New ranking looks at health of 10 Canadian cities
Cities across Canada often have similar standards of living, but slight variations may impact health
Saskatoon gets top marks when it comes to the health performance of the city and its citizens, according to a new ranking comparing 10 Canadian cities.
The Conference Board of Canada released its first-ever City Health Monitor report on Tuesday, assigning grades for the physical and socio-economic health of 10 cities based on 24 indicators in four categories:
- Life satisfaction.
- Population health.
- Healthy lifestyle.
- Access to health-care services.
"We want to start a conversation about how healthy our cities are and where can we strive to make improvements," said Greg Sutherland, principal economist with the Conference Board of Canada.

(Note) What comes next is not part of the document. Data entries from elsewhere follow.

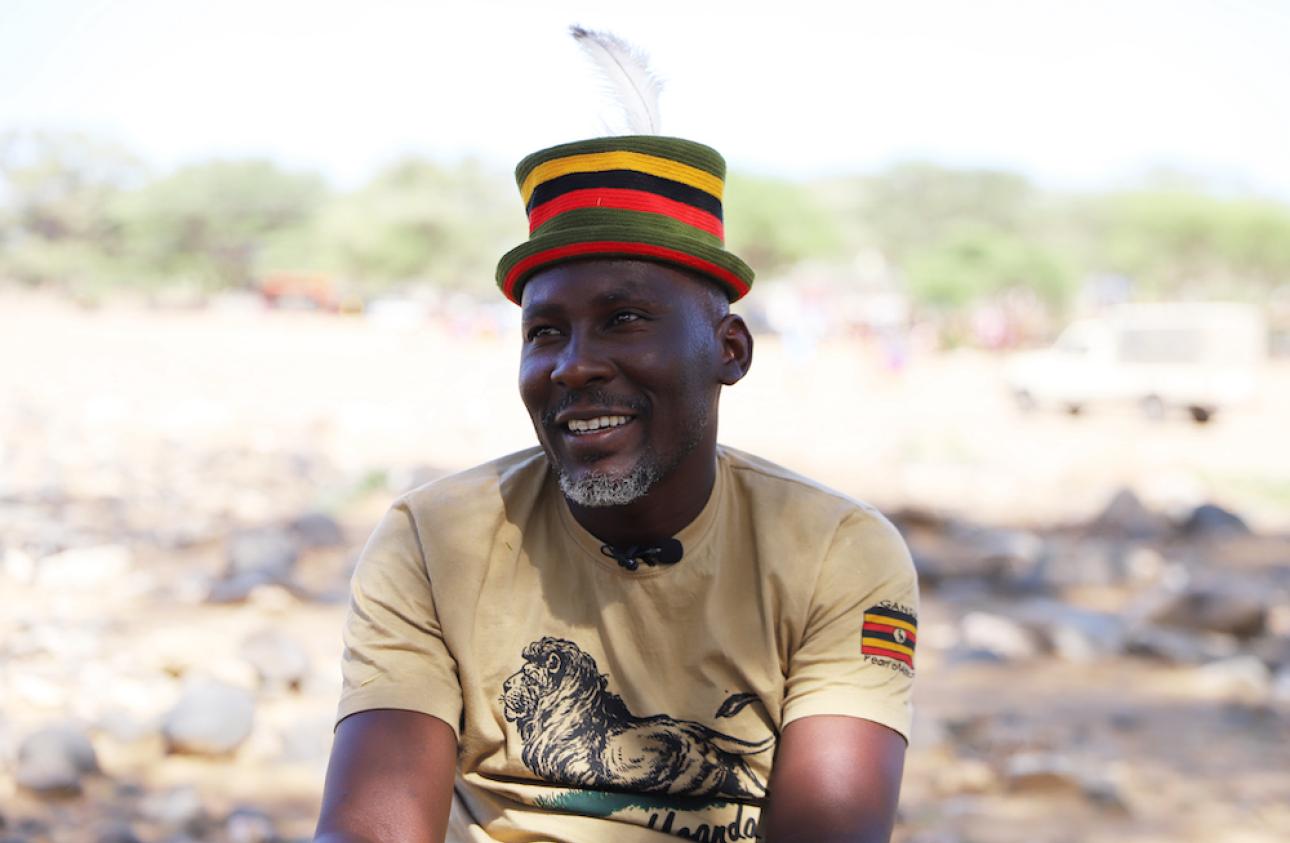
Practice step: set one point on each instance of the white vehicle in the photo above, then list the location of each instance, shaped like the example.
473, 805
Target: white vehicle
1195, 356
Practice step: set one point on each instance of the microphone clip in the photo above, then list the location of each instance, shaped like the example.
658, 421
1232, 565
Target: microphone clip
666, 553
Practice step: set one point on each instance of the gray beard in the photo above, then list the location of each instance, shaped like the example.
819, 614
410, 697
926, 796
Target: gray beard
605, 489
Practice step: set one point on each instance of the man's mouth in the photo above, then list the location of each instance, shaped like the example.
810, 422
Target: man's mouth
582, 426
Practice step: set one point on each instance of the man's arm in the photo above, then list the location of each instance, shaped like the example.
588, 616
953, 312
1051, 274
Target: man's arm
390, 779
835, 780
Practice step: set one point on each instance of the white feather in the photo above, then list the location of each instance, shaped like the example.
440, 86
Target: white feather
627, 78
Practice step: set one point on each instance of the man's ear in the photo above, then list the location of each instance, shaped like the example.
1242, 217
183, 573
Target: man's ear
735, 344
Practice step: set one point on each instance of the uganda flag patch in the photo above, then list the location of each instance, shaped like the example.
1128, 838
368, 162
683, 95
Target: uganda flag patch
889, 633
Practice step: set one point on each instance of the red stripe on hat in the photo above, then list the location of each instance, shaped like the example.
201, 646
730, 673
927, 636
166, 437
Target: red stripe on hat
614, 247
623, 199
889, 653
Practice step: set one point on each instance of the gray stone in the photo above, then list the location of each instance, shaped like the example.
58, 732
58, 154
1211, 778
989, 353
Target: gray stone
1089, 560
1178, 647
1041, 773
54, 759
1000, 635
1241, 677
1126, 517
1273, 650
1072, 633
316, 529
1214, 608
1280, 690
1211, 520
249, 825
270, 551
212, 718
116, 833
179, 808
239, 586
279, 660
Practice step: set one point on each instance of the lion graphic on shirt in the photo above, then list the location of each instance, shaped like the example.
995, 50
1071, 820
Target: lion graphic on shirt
577, 732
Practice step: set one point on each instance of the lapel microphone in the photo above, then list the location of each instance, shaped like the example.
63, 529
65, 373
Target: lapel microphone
666, 553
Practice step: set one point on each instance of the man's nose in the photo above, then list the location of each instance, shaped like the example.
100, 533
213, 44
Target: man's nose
581, 363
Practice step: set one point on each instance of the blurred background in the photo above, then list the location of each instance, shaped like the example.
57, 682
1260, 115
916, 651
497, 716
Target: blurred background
1023, 282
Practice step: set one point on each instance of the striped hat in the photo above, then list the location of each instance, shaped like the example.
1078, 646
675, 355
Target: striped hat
630, 196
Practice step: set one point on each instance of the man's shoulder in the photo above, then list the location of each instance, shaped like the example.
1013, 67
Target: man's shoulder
494, 483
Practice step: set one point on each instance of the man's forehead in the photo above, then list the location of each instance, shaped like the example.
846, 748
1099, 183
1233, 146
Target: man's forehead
608, 282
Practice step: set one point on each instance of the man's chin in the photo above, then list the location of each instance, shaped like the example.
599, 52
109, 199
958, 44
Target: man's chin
594, 488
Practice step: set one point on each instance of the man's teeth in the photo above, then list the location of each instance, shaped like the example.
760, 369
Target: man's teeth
587, 425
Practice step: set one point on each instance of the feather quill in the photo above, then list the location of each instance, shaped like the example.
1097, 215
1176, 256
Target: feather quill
627, 78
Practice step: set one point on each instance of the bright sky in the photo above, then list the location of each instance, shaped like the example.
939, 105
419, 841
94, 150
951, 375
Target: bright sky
1088, 93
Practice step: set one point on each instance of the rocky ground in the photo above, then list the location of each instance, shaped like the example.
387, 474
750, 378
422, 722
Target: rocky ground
1106, 626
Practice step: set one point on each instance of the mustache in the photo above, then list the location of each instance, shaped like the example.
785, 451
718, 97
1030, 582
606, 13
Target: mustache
595, 398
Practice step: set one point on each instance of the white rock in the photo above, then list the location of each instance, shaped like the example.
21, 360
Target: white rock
999, 635
18, 566
1241, 678
84, 568
212, 718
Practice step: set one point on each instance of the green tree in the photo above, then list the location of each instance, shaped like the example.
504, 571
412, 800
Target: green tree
978, 261
59, 196
774, 223
426, 222
213, 223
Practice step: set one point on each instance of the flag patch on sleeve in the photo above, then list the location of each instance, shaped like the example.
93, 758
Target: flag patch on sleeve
889, 633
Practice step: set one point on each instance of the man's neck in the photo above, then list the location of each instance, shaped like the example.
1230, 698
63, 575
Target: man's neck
664, 511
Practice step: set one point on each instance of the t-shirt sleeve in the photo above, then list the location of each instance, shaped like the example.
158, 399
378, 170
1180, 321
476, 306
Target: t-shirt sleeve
395, 656
855, 656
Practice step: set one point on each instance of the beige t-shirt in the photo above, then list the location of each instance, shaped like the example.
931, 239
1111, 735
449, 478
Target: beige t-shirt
597, 704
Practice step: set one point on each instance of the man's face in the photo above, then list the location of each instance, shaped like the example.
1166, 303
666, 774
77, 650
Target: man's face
619, 371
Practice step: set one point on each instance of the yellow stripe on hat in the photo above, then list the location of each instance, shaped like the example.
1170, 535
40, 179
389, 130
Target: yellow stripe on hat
622, 160
885, 644
890, 621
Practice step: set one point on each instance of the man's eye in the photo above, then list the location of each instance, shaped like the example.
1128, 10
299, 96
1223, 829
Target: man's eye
623, 318
537, 332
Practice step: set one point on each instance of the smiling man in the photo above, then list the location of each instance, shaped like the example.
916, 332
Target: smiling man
628, 633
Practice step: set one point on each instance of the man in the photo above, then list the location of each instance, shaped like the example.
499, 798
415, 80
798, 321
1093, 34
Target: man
612, 637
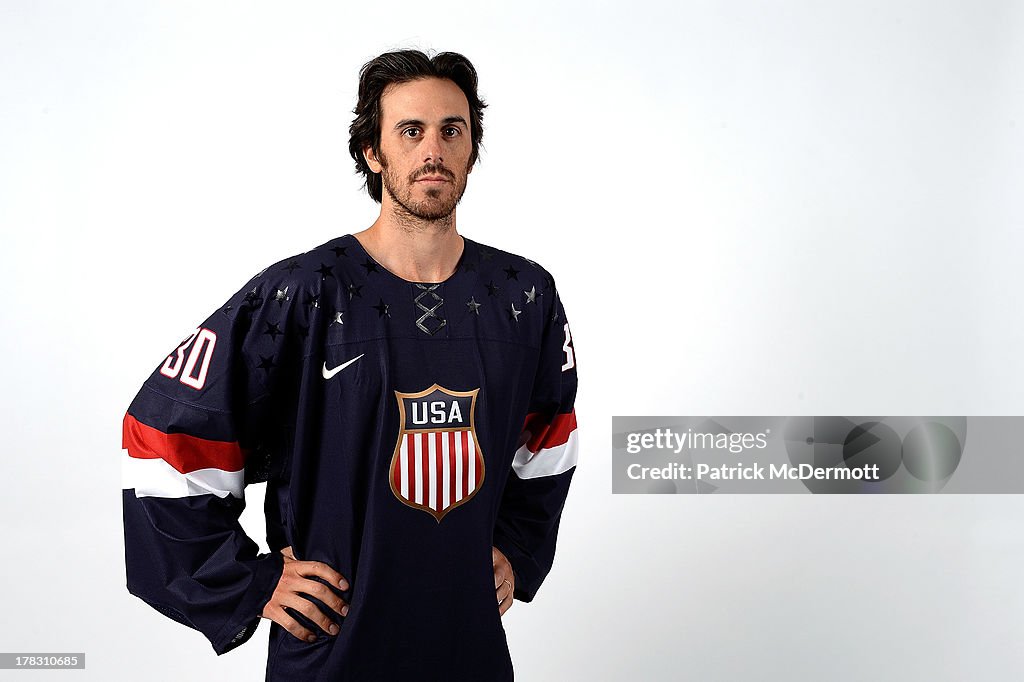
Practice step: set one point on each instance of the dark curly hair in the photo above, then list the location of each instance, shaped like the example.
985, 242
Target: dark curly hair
401, 67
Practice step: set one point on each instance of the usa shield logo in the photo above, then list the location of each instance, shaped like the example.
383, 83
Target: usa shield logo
437, 463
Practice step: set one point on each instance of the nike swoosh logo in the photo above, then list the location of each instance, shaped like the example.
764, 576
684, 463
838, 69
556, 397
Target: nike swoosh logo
330, 373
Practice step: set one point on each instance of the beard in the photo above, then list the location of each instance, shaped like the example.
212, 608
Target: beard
439, 202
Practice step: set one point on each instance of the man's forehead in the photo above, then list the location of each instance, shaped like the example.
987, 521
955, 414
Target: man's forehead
424, 99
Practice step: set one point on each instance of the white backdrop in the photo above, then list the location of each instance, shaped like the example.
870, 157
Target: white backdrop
768, 208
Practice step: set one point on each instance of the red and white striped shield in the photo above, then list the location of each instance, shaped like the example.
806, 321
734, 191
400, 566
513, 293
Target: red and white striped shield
437, 463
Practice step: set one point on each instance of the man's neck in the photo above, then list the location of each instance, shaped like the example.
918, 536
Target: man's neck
415, 250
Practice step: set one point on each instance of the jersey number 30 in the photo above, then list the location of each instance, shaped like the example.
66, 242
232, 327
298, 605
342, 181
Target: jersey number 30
202, 341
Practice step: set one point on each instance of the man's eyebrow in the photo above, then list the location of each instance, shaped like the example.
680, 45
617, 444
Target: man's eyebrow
416, 122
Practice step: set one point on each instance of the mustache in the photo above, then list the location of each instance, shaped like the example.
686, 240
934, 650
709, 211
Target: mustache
432, 169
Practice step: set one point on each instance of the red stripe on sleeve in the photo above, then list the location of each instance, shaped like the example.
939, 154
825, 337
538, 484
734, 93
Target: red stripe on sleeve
183, 452
548, 431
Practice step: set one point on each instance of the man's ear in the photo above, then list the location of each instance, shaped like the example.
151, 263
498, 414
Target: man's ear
368, 154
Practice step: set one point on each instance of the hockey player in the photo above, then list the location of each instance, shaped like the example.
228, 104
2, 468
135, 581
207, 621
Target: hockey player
408, 395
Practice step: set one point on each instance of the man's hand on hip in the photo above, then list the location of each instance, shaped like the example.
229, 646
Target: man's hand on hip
296, 581
504, 580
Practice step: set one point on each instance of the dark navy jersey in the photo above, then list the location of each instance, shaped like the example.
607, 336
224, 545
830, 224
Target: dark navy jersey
402, 429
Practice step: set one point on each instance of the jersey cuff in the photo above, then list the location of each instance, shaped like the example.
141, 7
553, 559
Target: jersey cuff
266, 573
522, 566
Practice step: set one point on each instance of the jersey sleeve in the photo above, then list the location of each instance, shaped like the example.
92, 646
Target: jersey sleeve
206, 423
531, 505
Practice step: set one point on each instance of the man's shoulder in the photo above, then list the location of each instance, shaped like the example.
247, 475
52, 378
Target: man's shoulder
497, 264
306, 270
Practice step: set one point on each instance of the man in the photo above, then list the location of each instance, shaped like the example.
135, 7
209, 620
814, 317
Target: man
407, 393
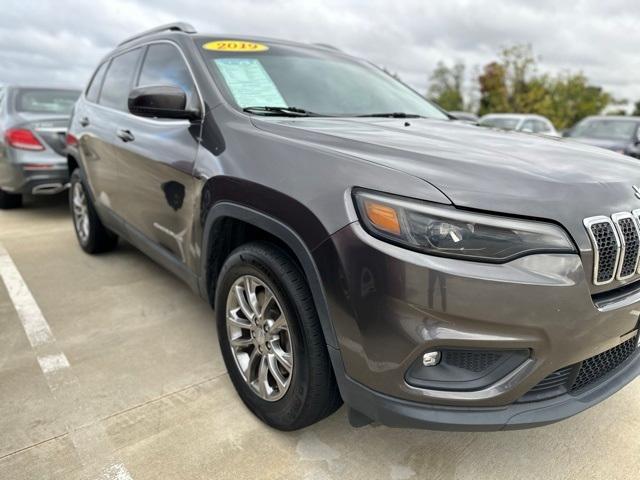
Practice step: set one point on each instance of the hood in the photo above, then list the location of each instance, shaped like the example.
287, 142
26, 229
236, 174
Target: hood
615, 145
481, 168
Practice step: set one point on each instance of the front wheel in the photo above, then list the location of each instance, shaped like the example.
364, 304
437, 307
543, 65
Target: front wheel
271, 338
92, 235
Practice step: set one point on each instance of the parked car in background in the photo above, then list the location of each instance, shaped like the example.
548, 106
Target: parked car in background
617, 133
520, 123
33, 125
363, 248
465, 116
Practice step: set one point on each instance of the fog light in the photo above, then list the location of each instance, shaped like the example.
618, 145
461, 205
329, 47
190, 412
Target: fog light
431, 359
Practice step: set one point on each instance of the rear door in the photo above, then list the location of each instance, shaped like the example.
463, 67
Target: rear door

Saskatoon, Calgary and Winnipeg each earn an "A" grade, with Saskatoon garnering the top overall spot due to its ranking on life satisfaction and relative strength in population health and healthy lifestyle.
"We certainly have everything you could possibly want, maybe other than warm weather," Saskatoon resident Ross Harwood said with a laugh.
It's not just about how healthy people are but also how healthy they feel, Sutherland said, such as how satisfied they are with their life in general and how much they feel part of a community. "Canadian cities for the most part rank really high in this."
Calgary's second-place ranking is attributed to its ranking in life satisfaction and healthy lifestyles, while Winnipeg rounds out the Top 3 by placing first in the access-to-health-care category and with relatively good results in the others.
Montreal finished in 10th place and is the only city to receive an overall grade of "D." The city was assigned a "D" in three of the four categories: healthy lifestyle, access to health-care services and life satisfaction.
In previous research, Sutherland said Montreal ranked well in terms of being a great place to live. But smoking rates are higher, influenza immunization rates are lower and it doesn't fare as well as other Canadian cities on life satisfaction.
Montreal Mayor Denis Coderre disagreed with his city's grade.
"When I'm looking from at all other indicators, they're saying Montreal is No. 1. Where's that D coming from? Didn't do my homework?"
The remaining six cities earned a "B" grade. Vancouver was highest in this group by ranking first in population health and healthy lifestyles, but it suffered poor results in the other two categories.
Quebec City, Ottawa-Gatineau, Halifax, Edmonton and Toronto each showed "decent" results in one category, the report's authors said, but faltered elsewhere.
The Conference Board of Canada cautioned that benchmarking is not an end onto itself, but is intended to highlight each city's strengths and weaknesses to determine what level of performance is possible and to investigate improvements.